Il faut aborder le problème des manifestations rhumatologiques inflammatoires apparaissant sous traitement anti-TNFa donné pour la MICI, avec une MICI bien contrôlée. Deux hypothèses dominent : le rare lupus induit, qu’il conviendra d’éliminer de principe (Ac anti DNA natifs de type IgG), et les fréquentes « manifestations paradoxales ». Celles-ci peuvent prendre à peu près toutes les présentations topographiques. Si les traitements symptomatiques peuvent être utilisés avec succès et bonne tolérance, la situation est favorable et l’on continue ainsi.
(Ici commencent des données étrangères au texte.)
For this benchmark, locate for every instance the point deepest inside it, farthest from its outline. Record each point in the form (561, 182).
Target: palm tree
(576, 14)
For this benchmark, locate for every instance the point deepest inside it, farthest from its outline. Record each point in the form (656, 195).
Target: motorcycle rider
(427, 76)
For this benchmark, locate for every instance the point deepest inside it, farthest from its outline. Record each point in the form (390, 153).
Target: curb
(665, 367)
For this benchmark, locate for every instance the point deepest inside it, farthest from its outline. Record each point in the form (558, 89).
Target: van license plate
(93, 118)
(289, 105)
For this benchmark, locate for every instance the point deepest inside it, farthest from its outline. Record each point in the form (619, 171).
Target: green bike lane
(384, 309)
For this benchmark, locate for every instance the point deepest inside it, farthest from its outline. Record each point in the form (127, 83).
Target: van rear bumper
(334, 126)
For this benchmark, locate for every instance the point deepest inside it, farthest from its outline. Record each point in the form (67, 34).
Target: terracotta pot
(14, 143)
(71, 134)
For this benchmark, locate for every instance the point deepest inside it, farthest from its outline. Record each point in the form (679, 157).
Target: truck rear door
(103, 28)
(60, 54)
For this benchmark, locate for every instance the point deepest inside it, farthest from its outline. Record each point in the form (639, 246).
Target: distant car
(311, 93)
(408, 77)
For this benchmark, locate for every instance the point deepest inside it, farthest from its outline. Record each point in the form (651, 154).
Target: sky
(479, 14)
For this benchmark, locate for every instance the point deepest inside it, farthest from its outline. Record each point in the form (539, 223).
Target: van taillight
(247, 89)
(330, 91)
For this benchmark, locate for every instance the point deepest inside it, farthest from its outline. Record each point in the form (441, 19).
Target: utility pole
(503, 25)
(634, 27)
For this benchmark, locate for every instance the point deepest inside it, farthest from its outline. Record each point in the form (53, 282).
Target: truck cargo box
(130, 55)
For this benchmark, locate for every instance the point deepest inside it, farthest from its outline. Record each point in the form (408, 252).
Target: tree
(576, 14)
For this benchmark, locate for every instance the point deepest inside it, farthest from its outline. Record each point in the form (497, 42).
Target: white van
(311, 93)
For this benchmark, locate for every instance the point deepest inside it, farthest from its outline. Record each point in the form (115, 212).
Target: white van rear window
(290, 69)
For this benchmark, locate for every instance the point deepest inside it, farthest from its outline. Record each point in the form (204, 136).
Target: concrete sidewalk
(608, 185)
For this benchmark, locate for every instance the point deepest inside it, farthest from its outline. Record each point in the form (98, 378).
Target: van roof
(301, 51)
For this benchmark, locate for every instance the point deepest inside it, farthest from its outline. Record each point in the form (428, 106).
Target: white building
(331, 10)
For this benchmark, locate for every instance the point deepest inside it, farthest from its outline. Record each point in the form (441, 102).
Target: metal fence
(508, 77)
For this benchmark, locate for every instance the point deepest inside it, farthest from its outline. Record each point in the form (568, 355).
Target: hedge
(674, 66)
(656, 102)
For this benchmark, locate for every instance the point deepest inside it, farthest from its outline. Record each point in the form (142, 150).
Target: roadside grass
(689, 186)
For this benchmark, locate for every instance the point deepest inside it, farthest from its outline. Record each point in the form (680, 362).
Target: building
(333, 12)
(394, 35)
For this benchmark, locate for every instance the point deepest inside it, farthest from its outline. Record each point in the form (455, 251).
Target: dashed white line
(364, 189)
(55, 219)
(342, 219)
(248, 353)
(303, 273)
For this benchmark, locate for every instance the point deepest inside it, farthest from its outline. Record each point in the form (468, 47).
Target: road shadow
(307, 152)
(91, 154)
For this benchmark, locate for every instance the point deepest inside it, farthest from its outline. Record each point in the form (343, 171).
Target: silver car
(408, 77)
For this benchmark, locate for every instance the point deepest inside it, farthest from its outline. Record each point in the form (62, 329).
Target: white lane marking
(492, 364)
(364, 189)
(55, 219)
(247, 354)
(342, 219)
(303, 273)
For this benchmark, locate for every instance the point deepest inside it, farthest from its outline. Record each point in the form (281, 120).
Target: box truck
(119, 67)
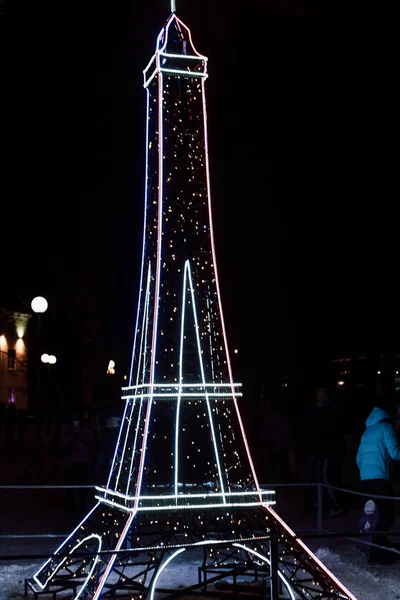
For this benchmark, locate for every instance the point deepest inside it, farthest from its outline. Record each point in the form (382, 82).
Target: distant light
(111, 368)
(39, 304)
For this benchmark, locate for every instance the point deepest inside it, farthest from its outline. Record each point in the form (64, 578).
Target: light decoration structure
(182, 478)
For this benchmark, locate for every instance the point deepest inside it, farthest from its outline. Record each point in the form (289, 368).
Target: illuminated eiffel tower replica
(182, 480)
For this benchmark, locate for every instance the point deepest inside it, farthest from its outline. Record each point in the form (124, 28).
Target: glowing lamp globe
(39, 304)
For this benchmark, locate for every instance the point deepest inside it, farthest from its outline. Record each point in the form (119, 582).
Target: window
(12, 360)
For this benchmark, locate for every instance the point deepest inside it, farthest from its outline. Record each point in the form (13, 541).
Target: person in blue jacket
(379, 446)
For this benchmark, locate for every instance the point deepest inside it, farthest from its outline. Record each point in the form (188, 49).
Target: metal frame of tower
(182, 481)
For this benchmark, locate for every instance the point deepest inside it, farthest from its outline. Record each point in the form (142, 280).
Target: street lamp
(48, 359)
(39, 306)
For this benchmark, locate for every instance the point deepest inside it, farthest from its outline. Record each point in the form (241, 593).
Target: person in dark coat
(379, 447)
(325, 449)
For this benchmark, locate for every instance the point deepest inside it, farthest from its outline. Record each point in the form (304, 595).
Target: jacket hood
(376, 415)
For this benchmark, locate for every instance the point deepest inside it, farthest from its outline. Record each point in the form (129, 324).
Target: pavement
(41, 512)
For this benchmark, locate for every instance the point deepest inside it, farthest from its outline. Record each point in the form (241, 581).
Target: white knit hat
(369, 507)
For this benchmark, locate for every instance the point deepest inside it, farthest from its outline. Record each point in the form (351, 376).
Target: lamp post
(39, 306)
(48, 359)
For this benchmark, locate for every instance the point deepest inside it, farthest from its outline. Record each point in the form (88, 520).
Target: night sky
(305, 201)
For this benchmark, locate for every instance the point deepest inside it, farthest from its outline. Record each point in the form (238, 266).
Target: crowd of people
(319, 440)
(314, 451)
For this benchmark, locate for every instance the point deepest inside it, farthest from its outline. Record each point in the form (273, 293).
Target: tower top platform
(175, 53)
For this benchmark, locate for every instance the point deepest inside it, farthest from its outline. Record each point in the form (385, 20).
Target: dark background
(302, 148)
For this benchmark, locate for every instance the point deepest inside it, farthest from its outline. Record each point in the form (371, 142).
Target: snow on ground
(347, 563)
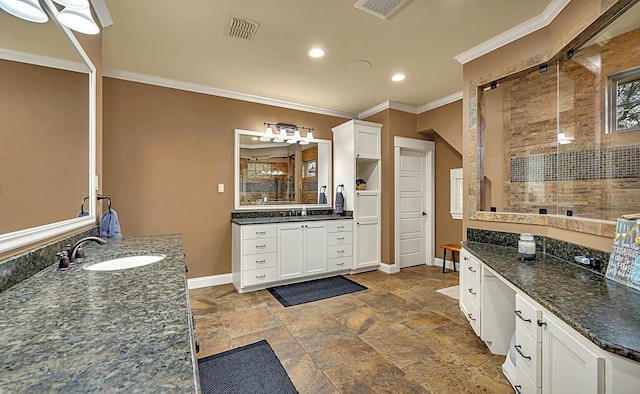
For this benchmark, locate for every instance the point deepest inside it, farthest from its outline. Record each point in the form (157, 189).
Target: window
(258, 170)
(624, 104)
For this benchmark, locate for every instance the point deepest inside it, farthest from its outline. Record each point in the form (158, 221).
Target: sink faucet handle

Dans le cas contraire, si le retentissement fonctionnel est important, on peut être amené à changer de biomédicament en espérant ne pas retrouver les mêmes douleurs rhumatologiques.

Références

  1. Claudepierre P, Wendling D, Breban M, Goupillle P, Dougados M. Ankylosing spondylitis, spondyloarthropathy, spondyloarthritis, or spondylarthritis: what’s in a name? Joint Bone Spine 2012;79:534-5.
  2. Rudwaleit M, van der Heijde D, Landewé R, Akkoc N, Brandt J, Chou CT, Dougados M, Huang F, Gu J, Kirazli Y, Van den Bosch F, Olivieri I, Roussou E, Scarpato S, Sørensen IJ, Valle-Oñate R, Weber U, Wei J, Sieper J. The Assessment of SpondyloArthritis International Society classification criteria for peripheral spondyloarthritis and for spondyloarthritis in general. Ann Rheum Dis. 2011;70:25-31.
  3. Extraintestinal Manifestations of Inflammatory Bowel Disease. Vavricka SR, Schoepfer A, Scharl M, Lakatos PL, Navarini A, Rogler G. Inflamm Bowel Dis. 2015;21:1982-92.
  4. European Crohn’s and Colitis Organisation. The First European Evidence-based Consensus on Extra-intestinal Manifestations in Inflammatory Bowel Disease. Harbord M, Annese V, Vavricka SR, Allez M, Barreiro-de Acosta M, Boberg KM, Burisch J, De Vos M, De Vries AM, Dick AD, Juillerat P, Karlsen TH, Koutroubakis I, Lakatos PL, Orchard T, Papay P, Raine T, Reinshagen M, Thaci D, Tilg H, Carbonnel F. J Crohns Colitis. 2016;10:239-54.
  5. Orchard TR, Wordsworth BP, Jewell DP. Peripheral arthropathies in inflammatory bowel disease: their articular distribution and natural history. Gut. 1998;42:387–391.
  6. Orchard TR, Thiyagaraja S, Welsh KI, et al. Clinical phenotype is related to HLA genotype in the peripheral arthropathies of in flammatory bowel disease. Gastroenterology. 2000;118:274.
  7. Case-control Study on Dactylitis, Enthesitis, and Anterior Uveitis in Spondyloarthritis Associated with Inflammatory Bowel Diseases: Role of Coexistent Psoriasis. Cantini F, Niccoli L, Nannini C, Cassarà E, Kaloudi O, Rizzello F, Gionchetti P. J Rheumatol. 2017;44:1341-1346.
  8. Ultrasound discloses entheseal involvement in inactive and low active inflammatory bowel disease without clinical signs and symptoms of spondyloarthropathy. Bandinelli F, Milla M, Genise S, Giovannini L, Bagnoli S, Candelieri A, Collaku L, Biagini S, Cerinic MM. Rheumatology (Oxford). 2011;50:1275-9.
  9. Prevalence of self-reported spondyloarthritis features in a cohort of patients with inflammatory bowel disease.Stolwijk C, Pierik M, Landewé R, Masclee A, van Tubergen A. Can J Gastroenterol. 2013;27:199-205.